The initial experiments on reduction of silver ions in the APCA/alginate mixed media indicated that the reduction of silver was quite difficult. The blank experiment of silver with alginate showed no trace of particle formation for weeks unlike gold. Gold is softer than silver hence the reduction of gold ions occurs at higher potentials than silver. Thus, the softer reducing agents will not be able to reduce silver ions effectively. However, in the presence of APCAs the silver ions were reduced completely in 4–6 h. A typical case for Ag NPs prepared in the presence of TTHA/alginate is shown in Figs. S3 and S4. The UV–visible spectra of Ag nanoparticles prepared in the presence of other APCAs and alginate showed a similar wide absorption band with maxima stretching from 400 to 500 nm. The colors of all the sols were mostly yellow with pale orange tinge in it. As the reduction of silver ions was very slow the formed nanoparticles showed wide range of size and lower particle density. It can be seen that the formed particles were of ellipsoid shape and polydispersed. There was no significant change in the yield and dispersion of Ag nanoparticles on increasing the concentration of APCAs.

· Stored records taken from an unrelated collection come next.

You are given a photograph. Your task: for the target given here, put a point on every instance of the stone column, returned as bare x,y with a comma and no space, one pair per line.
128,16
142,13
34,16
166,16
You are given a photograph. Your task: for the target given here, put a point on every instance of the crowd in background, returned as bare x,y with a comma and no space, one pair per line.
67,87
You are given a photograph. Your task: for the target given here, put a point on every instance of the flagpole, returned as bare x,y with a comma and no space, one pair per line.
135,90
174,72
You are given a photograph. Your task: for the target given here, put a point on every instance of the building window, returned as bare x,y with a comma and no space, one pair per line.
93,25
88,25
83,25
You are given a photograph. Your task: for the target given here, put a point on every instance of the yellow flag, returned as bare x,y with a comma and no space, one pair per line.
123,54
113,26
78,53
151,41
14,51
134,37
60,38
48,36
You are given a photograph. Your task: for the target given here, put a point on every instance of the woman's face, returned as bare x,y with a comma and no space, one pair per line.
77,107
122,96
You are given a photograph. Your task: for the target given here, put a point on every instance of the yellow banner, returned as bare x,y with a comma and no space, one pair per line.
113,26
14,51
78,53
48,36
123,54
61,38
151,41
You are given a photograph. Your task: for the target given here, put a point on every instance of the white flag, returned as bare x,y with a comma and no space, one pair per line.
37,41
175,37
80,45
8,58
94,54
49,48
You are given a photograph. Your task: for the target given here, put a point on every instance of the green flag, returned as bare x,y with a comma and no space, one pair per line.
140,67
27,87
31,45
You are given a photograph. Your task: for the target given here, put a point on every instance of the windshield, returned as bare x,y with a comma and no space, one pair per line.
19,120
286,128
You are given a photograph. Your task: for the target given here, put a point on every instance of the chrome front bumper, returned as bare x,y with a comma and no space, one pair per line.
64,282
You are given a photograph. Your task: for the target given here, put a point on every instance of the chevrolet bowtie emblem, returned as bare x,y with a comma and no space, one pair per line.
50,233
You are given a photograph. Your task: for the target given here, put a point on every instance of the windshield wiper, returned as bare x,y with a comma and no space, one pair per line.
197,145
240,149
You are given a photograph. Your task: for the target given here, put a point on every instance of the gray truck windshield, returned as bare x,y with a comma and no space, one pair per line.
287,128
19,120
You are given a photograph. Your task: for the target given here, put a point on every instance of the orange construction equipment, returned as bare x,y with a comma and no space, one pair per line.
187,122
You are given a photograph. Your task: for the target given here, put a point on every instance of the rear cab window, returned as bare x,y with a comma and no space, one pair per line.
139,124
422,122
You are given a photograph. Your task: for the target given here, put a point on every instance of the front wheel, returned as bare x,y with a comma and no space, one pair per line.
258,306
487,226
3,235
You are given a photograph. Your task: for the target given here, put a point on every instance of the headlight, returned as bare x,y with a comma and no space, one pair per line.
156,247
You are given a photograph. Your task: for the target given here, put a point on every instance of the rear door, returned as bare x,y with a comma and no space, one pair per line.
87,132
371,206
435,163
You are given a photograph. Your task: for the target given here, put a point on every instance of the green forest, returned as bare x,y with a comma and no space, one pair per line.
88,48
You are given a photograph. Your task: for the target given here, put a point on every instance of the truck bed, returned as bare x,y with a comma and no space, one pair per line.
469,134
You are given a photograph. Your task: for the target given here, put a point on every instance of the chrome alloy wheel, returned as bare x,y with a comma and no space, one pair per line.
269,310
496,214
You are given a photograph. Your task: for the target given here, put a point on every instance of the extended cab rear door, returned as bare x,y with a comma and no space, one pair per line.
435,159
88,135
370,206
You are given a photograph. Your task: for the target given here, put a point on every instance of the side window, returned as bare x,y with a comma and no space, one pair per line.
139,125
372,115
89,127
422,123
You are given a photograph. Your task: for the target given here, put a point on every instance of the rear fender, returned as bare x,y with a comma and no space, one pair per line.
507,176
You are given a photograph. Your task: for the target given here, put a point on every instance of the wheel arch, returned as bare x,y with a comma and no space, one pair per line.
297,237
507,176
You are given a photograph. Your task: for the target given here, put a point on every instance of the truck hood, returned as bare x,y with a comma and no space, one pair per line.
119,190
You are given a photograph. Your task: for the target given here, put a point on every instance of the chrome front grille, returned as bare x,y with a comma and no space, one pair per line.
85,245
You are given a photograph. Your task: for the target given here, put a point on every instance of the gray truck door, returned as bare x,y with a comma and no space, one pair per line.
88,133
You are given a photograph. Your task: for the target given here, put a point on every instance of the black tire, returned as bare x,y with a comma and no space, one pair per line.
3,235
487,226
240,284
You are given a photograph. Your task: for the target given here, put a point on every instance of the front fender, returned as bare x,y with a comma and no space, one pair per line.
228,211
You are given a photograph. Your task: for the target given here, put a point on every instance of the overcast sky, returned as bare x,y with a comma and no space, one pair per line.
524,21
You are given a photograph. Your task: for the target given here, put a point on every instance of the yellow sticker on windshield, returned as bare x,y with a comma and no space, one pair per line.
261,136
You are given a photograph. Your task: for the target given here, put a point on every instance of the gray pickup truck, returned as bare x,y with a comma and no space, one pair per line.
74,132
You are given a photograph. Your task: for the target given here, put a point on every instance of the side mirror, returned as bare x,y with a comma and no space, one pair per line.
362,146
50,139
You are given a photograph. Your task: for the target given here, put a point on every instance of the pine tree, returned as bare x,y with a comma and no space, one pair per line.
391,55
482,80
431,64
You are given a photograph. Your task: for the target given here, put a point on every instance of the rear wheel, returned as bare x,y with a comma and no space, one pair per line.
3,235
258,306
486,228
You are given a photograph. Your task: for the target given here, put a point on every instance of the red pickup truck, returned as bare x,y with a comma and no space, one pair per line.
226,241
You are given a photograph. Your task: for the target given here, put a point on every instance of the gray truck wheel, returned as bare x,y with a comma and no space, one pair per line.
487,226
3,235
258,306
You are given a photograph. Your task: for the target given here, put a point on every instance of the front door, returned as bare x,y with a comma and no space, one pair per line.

Entrapment of Au and Ag nanoparticles in the alginate beads

Figure 5 shows image of beads prepared with different samples. The samples A–D are the images of metal sols prepared in APCA/alginate media. Samples A and D correspond to the Au nanoparticles sol prepared containing 0.05 and 0.0005 M concentration of EDTA, respectively. As mentioned earlier that the sample A has a deep ruby red color, high particle density and smaller particle size as compared to sample D that has a wine pink color with lower particle density and larger sized nanoparticles. The beads prepared from samples A and D are labeled as F and G. The beads have color similar to its precursor colloidal sol and there is no visible change in color of sol after gelation. It is pertinent to mention here that the preparation of the beads from a highly concentrated Au sol (sample A) involves addition of some neat alginate solution to the metal sol along with increased concentration of the calcium ions. When calcium ions are added to the APCA/alginate medium, the alginate molecules bind to the calcium ions resulting into gelation. Optimum gelation requires complete hydration and homogenous distribution of the alginate molecules in the solution. Thus, it is inevitable to stir the alginate solution on a vortex mixer after complete hydration of the sample is achieved. The sequestering agents are generally used in formations to delay gelation after addition of the calcium ions. Hence, it is to be noted that it is obvious that the amount of calcium required for gelation in the presence of APCAs will be slightly higher than in their absence as APCAs have affinity for the calcium ions. In fact, this property can be used for controlled release of nanoparticles from the entrapped beads. Hypothetically some of the calcium ions involved in the gelation are expected to slowly sequestered by the APCAs (e.g. EDTA has greater affinity for calcium ion) in the beads and may result into reversal of gelation at some places and can lead to release of the entrapped metal nanoparticles. This aspect is yet to be studied in detail. The transparency of the bead is not affected due to high concentration of the Au nanoparticles and is comparable to the beads prepared from sample with lower concentration. The sample C is yellow in color and contains pure silver NPs. The beads prepared from this sample are labeled as E. The beads have bright yellow color of its parent sol.

Fig. 5
figure 5

AD Photographs of the Au and Ag nanoparticle colloidal sols obtained using EDTA/alginate reaction media.E Alginate beads made fromyellow colored Ag nanoparticles shown in eppendorf labeled asC.F Beads prepared from theruby red Au sol shown in eppendorf labeled as A.G Beads prepared frombright magenta pink Au sol shown in eppendorf labeled asD


The silver and gold nanoparticles were synthesized successfully using APCA/alginate mixtures as a reaction medium. Alginate serves as the stabilizing agent to support reducing ability of the APCAs in the mixed medium to obtain stable suspensions of metal nanoparticles. Further, calcium ion-induced ionotropic diffusion setting gelation technique showed that it is possible to successfully entrap/immobilize the metal nanoparticles prepared in the APCA/alginate medium.